NMAR

NMAR: An R Package for Estimation under Nonignorable Nonresponse in Sample Surveys

Tackling Nonignorable Missingness in Official Surveys with R


National Science Centre grant Poland (OPUS 20 grant no. 2020/39/B/HS4/00941)


dr Maciej Beręsewicz (Poznan University of Business and Economics),
Igor Kołodziej (WUT - Faculty of Mathematics),
Mateusz Iwaniuk (WUT - Faculty of Mathematics)


NMAR - Not Missing At Random

Logo

Motivation: The Challenge of Nonignorable Nonresponse (NMAR)

  1. Missing Data Structure: We are interesting in estimating the mean of \(Y\) which is subject to missingness. Each observation \(y_i\) has its corresponding respone indicator \(\delta_i\):

\[ \delta_i = \begin{cases} 1 & \text{if } y_i \text{ is observed} \\ 0 & \text{if } y_i \text{ is missing} \end{cases} \]

  1. Outcome Mechanism: Having a set of auxiliary covariates \(X_1\), we model

\[\mathbb{P}(Y \mid X_1) \text{, or nonparametric } F(Y, X_1)\]

  1. Response Mechanism: The missingness of \(Y\) depends on \(Y\) itself, and perhaps on other covariates \(X_2\)

\[P(\delta=1\mid Y, X_2) \neq P(\delta=1\mid X_2)\]

Note: The sets of auxiliary and response model covariates may or may not overlap depending the method.

Practical Example: Salary Survey

Scenario: Richer people tend not to answer questions about salary

\(Y\): Salary (with missing values)
\(\delta\): Response indicator (1 = answered, 0 = refused)


Outcome Mechanism :

\(Y \sim \text{experience} + \text{education}\)


Response Mechanism:

Assuming that apart from salary, it is also affected by age

\(\delta \sim Y + \text{age}\)

The Case of the Missing Salaries

Simulation Results

NMAR estimators are closer to true population mean compared to MAR estimators, naive sample mean is badly biased.

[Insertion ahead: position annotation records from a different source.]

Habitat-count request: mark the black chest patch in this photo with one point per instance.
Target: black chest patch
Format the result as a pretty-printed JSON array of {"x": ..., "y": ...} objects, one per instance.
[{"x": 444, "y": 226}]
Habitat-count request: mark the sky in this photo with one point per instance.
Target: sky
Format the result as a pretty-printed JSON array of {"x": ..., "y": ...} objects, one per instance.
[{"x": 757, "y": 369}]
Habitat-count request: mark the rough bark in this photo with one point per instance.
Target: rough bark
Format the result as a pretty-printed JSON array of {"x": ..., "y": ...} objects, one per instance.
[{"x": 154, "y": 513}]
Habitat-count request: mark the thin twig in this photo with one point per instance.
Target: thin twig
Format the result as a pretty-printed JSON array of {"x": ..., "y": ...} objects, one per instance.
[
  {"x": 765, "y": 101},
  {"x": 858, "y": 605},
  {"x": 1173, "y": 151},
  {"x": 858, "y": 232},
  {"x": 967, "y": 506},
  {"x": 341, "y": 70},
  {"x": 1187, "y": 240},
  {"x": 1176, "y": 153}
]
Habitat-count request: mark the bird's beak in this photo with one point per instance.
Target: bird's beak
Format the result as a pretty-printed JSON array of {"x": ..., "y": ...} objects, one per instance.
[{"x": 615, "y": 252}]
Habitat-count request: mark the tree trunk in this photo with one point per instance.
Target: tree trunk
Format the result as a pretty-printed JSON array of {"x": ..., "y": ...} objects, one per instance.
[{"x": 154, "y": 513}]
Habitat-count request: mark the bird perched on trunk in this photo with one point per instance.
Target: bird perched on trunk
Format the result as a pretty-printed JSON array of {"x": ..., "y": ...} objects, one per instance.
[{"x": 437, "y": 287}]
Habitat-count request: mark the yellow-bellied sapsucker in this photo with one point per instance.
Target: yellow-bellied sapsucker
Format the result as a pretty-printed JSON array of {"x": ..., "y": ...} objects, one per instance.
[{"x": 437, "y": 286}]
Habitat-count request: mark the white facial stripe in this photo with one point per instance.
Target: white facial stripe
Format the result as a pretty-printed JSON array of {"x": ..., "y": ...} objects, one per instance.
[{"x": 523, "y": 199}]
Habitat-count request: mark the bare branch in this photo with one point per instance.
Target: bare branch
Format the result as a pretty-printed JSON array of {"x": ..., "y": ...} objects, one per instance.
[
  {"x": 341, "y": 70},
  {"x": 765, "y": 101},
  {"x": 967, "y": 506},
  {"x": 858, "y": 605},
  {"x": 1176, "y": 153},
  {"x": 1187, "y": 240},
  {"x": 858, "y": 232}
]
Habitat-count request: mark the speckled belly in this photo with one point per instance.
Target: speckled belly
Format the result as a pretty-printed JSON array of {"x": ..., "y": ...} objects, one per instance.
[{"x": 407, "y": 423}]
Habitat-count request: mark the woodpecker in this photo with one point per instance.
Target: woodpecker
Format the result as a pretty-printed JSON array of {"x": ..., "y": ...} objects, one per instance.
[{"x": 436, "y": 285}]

Exponential Tilting - Riddles et al (2016) (1/2)

Assumptions

  • Estimate density of observed data: \(f(y|X_1, \delta = 1)\), e.g., salary \(\sim\) experience + education
  • Use response model (logit/probit) to estimate \(\pi(x_{1i}, y_i; \phi) = P(\delta_i = 1 | X_{2i}, y_i)\) based on \(y\) (e.g. salary), \(X_2\) (e.g., age), and intercept

1. Estimate Observed Distribution

\[ \hat{f}_1(y) = f(y|X_1, \delta = 1; \gamma) \]

2. Define score function

\[ S_{\text{obs}} = \sum_{j:\delta_j=1} s(y_j, X_{1j}) = \sum_{j:\delta_j=1} \left[ \frac{\delta_j - \pi(X_{1j}, y_j; \phi)}{\pi(X_{1j}, y_j; \phi)\{1-\pi(X_{1j}, y_j; \phi)\}} \frac{\partial \pi(X_{1j}, y_j; \phi)}{\partial \phi} \right] \]

\[ S_{\text{mis}} = \sum_{j:\delta_j=1} \sum_{i:\delta_i=0} w_{ji} \cdot s(y_j, X_{1i}) = \sum_{j:\delta_j=1} \sum_{i:\delta_i=0} w_{ji} \cdot \left[ \frac{\delta_i - \pi(X_{1i}, y_j; \phi)}{\pi(X_{1i}, y_j; \phi)\{1-\pi(X_{1i}, y_j; \phi)\}} \frac{\partial \pi(X_{1i}, y_j; \phi)}{\partial \phi} \right] \]

Exponential Tilting - Riddles et al (2016) (2/2)

3. Calculate weights

\[ w_{ji}^*(\phi, \gamma) = \frac{\frac{O(\mathbf{x}_{1i}, y_j; \phi) f_1(y_j|\mathbf{x}_i; \gamma)}{\sum_m f_m(y_j|\mathbf{x}_i; \gamma)}}{\sum_{k:\delta_k=1} \frac{O(\mathbf{x}_{1i}, y_k; \phi) f_1(y_k|\mathbf{x}_i; \gamma)}{\sum_m f_m(y_k|\mathbf{x}_i; \gamma)}} \]

4. Solve Final Equation

\[ S_{\text{total}} = S_{\text{obs}} + S_{\text{mis}} = 0 \]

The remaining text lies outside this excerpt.